木全 吉彦
作成年月日 |
執筆者名 |
研究領域 |
カテゴリー |
媒体(Vol.) |
備考 |
---|---|---|---|---|---|
2012年03月26日 |
木全 吉彦
|
都市・コミュニティ |
コミュニティ・デザイン |
情報誌CEL (Vol.100) |
ページ内にあります文章は抜粋版です。
全文をご覧いただくにはPDFをダウンロードしてください。
-はじめに-
今回の特集テーマが「"まつり"が育む地域の力」に決まったのは一昨年10月半ばでした。当初は本誌が創刊100号を迎えることへのささやかな祝祭という意味も込めて、歴史と伝統に彩られた「祭り」をイメージしていたのですが、3月11日の東日本大震災を受けてコンセプトを見直すことにしました。
震災直後には「発行がちょうど震災1周年の時期に当たるのに『お祭り』を取り上げるのは不適切ではないか」と、まったく別のテーマへの変更も考えました。しかし、厳しい現実に耐えて困難に立ち向かい、復興に向けて歩を進める被災者の姿や、全国から被災地に入っているボランティアの支援活動を見聞きして思い直しました。

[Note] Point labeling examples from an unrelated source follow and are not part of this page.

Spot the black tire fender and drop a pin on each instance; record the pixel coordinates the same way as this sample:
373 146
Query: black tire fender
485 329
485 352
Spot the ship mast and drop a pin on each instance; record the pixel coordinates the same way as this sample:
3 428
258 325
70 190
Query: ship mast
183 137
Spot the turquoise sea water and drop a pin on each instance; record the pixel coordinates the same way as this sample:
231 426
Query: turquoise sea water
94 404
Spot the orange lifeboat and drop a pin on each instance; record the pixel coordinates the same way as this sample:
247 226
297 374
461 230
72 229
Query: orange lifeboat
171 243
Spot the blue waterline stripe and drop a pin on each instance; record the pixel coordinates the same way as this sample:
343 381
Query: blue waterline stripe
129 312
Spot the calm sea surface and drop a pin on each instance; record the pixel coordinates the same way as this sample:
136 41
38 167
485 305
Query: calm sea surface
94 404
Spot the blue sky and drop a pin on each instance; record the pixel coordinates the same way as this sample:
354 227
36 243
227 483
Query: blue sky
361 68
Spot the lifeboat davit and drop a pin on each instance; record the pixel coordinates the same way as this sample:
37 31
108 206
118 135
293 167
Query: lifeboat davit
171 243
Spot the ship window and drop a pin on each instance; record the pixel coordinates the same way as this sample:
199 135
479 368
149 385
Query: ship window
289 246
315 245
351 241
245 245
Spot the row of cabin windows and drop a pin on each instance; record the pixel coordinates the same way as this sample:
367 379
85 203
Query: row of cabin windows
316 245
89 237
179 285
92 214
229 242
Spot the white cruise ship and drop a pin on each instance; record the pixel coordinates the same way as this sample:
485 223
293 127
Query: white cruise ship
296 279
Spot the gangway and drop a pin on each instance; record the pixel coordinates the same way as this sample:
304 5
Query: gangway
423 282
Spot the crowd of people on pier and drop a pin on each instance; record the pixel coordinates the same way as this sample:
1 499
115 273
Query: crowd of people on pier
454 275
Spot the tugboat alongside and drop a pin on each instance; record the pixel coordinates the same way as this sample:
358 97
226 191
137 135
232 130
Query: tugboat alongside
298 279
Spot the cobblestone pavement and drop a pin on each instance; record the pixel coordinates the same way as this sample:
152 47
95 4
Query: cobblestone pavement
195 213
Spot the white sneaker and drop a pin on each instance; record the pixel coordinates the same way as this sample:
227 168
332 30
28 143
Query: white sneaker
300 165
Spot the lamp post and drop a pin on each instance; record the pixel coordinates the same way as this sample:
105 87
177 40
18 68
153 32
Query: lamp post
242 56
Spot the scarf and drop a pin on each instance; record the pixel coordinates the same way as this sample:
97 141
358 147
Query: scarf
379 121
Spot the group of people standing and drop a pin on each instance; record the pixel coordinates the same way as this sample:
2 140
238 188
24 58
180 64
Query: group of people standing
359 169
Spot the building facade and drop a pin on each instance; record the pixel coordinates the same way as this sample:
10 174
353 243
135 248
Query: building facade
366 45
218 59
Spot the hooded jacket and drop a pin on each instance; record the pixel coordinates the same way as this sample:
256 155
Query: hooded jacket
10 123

古今東西を問わず、たとえ束の間ではあっても「祭り」は人々の気分を高揚させます。大災害は大きく深い傷を被災地に残しましたが、それを克服して二度と同じ轍を踏まないようにするには、日本全体がもう一度心をひとつにして課題に立ち向かい、生活基盤を支える自助・共助・公助のバランスの取れた仕組みを構築しなければなりません。「祭り」というテーマは生かしつつ、「祭り」が人々や地域社会に及ぼす力を多面的にとらえて評価し、社会の仕組みとして積極的に活用をはかることができないだろうか。それこそが震災後1年、「CEL」100号にふさわしいテーマではないかと思うに至ったのです。
-七夕祭り-
お盆前後、NHKのTV番組で被災地の夏祭りの様子をご覧になった方も多いのではないでしょうか。東北地方は祭りの宝庫といわれ、青森ねぶた、弘前ねぷたをはじめ、各地にさまざまな夏祭りがあります。七夕祭りもそのひとつですが、ここで取り上げられたのは、有名な仙台の七夕ではなく、陸前高田市高田町の「動く七夕」、気仙町の「けんか七夕」などです。大切なものを失い、打ちのめされて避難所や仮設住宅などへ散り散りになった住民たちが、生きることだけでも困難な時期に、いや困難だからこそ集い、力を合わせていつもの祭りをやり遂げようと立ち上がり、行動を始めます。
祭りを通じて自分たちの暮らし、わがまちの復興・再生を誓う住民たちの姿・言葉は尊く、気高く、見る者の心を打ちます。また、津波によって破壊され、瓦礫以外は何もないモノトーンの空間を、住民たちの懸命の修復作業によって華やかに甦った山車が通り過ぎる光景は、凛として美しく、力強さに満ちていました。